Online Group Buying Takes Off in China, Again

Group buying, the Internet’s hottest e-commerce trend, has ‘boomeranged’ back to Asia.

Groupon.com
Source: groupon.com
Groupon.com

Groupon, a two-year-old Chicago-based which offers daily internet deals on goods and services, has grabbed the number-one spot in the Japanese market just three months after its August launch, according to president Rob Solomon. Groupon now plans to expand to China, India, Hong Kong, Taiwan and Singapore within the next year, he says.

"We’re looking at all of the big commerce markets in Asia. There’s a lot of potential there,” says Solomon. “Considering we’ve gone from one to 29 countries in just six months, I think we easily can do this by next year.”

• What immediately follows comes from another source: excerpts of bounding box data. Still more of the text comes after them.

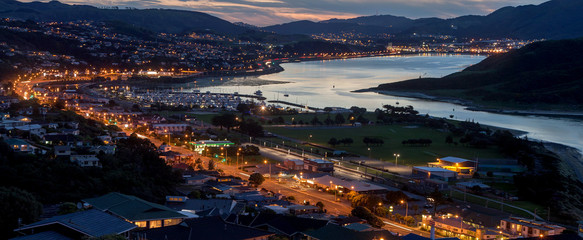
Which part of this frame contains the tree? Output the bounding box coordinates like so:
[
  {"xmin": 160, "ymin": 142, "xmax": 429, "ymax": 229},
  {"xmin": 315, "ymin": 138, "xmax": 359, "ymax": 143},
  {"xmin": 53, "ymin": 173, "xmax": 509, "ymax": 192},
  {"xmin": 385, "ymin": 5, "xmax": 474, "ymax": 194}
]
[
  {"xmin": 429, "ymin": 188, "xmax": 446, "ymax": 214},
  {"xmin": 59, "ymin": 202, "xmax": 79, "ymax": 215},
  {"xmin": 385, "ymin": 191, "xmax": 409, "ymax": 204},
  {"xmin": 328, "ymin": 138, "xmax": 338, "ymax": 147},
  {"xmin": 249, "ymin": 173, "xmax": 265, "ymax": 186},
  {"xmin": 194, "ymin": 158, "xmax": 204, "ymax": 170},
  {"xmin": 0, "ymin": 187, "xmax": 42, "ymax": 237},
  {"xmin": 316, "ymin": 202, "xmax": 324, "ymax": 210},
  {"xmin": 445, "ymin": 135, "xmax": 453, "ymax": 144},
  {"xmin": 211, "ymin": 113, "xmax": 237, "ymax": 131},
  {"xmin": 350, "ymin": 206, "xmax": 385, "ymax": 228},
  {"xmin": 207, "ymin": 158, "xmax": 215, "ymax": 171},
  {"xmin": 334, "ymin": 113, "xmax": 346, "ymax": 125}
]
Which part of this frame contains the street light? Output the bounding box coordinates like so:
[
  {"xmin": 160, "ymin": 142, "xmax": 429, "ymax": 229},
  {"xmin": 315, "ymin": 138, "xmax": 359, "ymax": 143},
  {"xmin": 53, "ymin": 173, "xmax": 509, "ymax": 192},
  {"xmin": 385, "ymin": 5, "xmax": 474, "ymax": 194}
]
[
  {"xmin": 263, "ymin": 160, "xmax": 271, "ymax": 179},
  {"xmin": 401, "ymin": 200, "xmax": 409, "ymax": 217}
]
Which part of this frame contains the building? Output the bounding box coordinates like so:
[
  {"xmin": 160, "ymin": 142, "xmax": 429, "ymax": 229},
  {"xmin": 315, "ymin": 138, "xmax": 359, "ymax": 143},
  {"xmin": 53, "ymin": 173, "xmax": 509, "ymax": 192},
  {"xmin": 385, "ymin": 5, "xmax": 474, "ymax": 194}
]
[
  {"xmin": 500, "ymin": 217, "xmax": 565, "ymax": 237},
  {"xmin": 306, "ymin": 175, "xmax": 388, "ymax": 194},
  {"xmin": 287, "ymin": 205, "xmax": 322, "ymax": 215},
  {"xmin": 70, "ymin": 155, "xmax": 101, "ymax": 167},
  {"xmin": 14, "ymin": 209, "xmax": 136, "ymax": 239},
  {"xmin": 428, "ymin": 157, "xmax": 476, "ymax": 175},
  {"xmin": 54, "ymin": 145, "xmax": 71, "ymax": 157},
  {"xmin": 152, "ymin": 123, "xmax": 188, "ymax": 134},
  {"xmin": 304, "ymin": 159, "xmax": 334, "ymax": 172},
  {"xmin": 136, "ymin": 216, "xmax": 275, "ymax": 240},
  {"xmin": 283, "ymin": 159, "xmax": 304, "ymax": 170},
  {"xmin": 83, "ymin": 193, "xmax": 186, "ymax": 228},
  {"xmin": 412, "ymin": 167, "xmax": 457, "ymax": 182},
  {"xmin": 422, "ymin": 215, "xmax": 508, "ymax": 240},
  {"xmin": 303, "ymin": 224, "xmax": 400, "ymax": 240},
  {"xmin": 190, "ymin": 140, "xmax": 235, "ymax": 153}
]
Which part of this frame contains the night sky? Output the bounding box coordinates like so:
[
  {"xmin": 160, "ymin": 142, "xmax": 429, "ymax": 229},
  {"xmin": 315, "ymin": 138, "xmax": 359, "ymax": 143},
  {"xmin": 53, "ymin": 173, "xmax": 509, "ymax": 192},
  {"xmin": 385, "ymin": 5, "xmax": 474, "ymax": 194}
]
[{"xmin": 25, "ymin": 0, "xmax": 546, "ymax": 26}]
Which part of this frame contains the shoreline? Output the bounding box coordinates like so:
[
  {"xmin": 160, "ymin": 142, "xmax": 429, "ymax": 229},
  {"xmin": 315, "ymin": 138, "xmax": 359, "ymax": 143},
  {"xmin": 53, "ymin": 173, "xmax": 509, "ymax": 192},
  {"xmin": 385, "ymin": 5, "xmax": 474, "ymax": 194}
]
[{"xmin": 352, "ymin": 88, "xmax": 583, "ymax": 119}]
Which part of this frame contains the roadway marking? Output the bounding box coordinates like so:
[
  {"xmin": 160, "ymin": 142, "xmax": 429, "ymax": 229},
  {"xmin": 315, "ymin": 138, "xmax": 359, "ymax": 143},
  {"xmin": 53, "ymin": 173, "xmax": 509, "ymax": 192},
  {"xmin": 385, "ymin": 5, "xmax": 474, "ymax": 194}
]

Group or “team” buying originated in China about five years ago, when Chinese consumers began hooking up online, and converging on retailers en masse to demand discounts on everything from cars to kitchen sinks. Enterprising Chinese Netizens saw the business opportunity, and started tuangou or “team buying” websites like shtuango.com. The sites aggregate consumers in different cities who are interested in a specific product, and provide team leaders to negotiate with retailers. The concept hit the U.S. and went global.

In 2008, Groupon set up a business that took the other end of the team buying stick: the firm will first negotiate with retailers, and then offer a deal a day to subscribers, which ranges from pole dancing classes, laser hair removal and pub food; to cocktails and carnival rides. When the numbers who sign up hit a minimum quota within 24 hours, the deal becomes available to all. Subscribers are encouraged to use social networking sites like Facebook to help reach that tipping point.

The slick, easy-to-use website quickly built a massive following. The website now has over 13 million subscribers, five times the sizeof its closest competitor, says Solomon, and has expanded to 29 countries in North and Latin America, Europe and, most recently, Japan. The company has declined to reveal financial figures, although several media reports say the firm's valuation is about $1 billion.


In China, online team buying remains mostly true to the original concept.

Tuangou flourished in China partly because haggling is part of Chinese culture, and partly because of scale: there were 420 million Chinese online as of June, 2010, up by 36 million from the end of 2009, according to the China Internet Network Information Center. Chinese netizens also spend a lot of time on internet forums, chatting with others who are interested in the same issues or products. There are, for example, 700,000 people talking about cars in online car-related communities; they post 13 million comments about cars each month, according to CIC Data, an Internet consulting firm that tracks China’s blogs, online bulletin board sites and social media for companies. In North America, you just don’t have the same size or scale of pre-existing online communities, says CIC founder, Sam Flemming.

“In China, this grew out of something customers were already doing. Chinese Netizens had already organized themselves online around brands, products and services – then they recognized they have the collective power to do different things: complain a brand not offering good service, or get 55 people together and get a discount,” says Flemming.

Still, there appears to be a huge demand for Americanized version of tuangou; at least 50 Groupon clones have popped up in the last few months. Shtuango.com may be making money, but it’s nowhere as successful as Groupon.

“We’ve seen this both with tuangou and with online social games, like Happy Farm; both were developed in China, but made a lot more money in the U.S., because American companies figured out how to monetize it effectively,” says Flemming.

American companies may have made tuangou more saleable to a global audience, but at least one company, North Carolina-based Twongo.com, still credits the concept's Chinese roots. The co-founders of the website decided to set up the company after seeing videos of Chinese consumers storming the shops in places like Shanghai.

“Movies were popping up onto Youtube out of China showing people actually performing tuangou, and it just turned him onto the idea,” says Scott Bowen, Twongo’s founder and Chief Technology Officer. The company's name was chosen as a nod to tuangou.

“The whole idea of team buying is just an excellent concept,” Bowen says.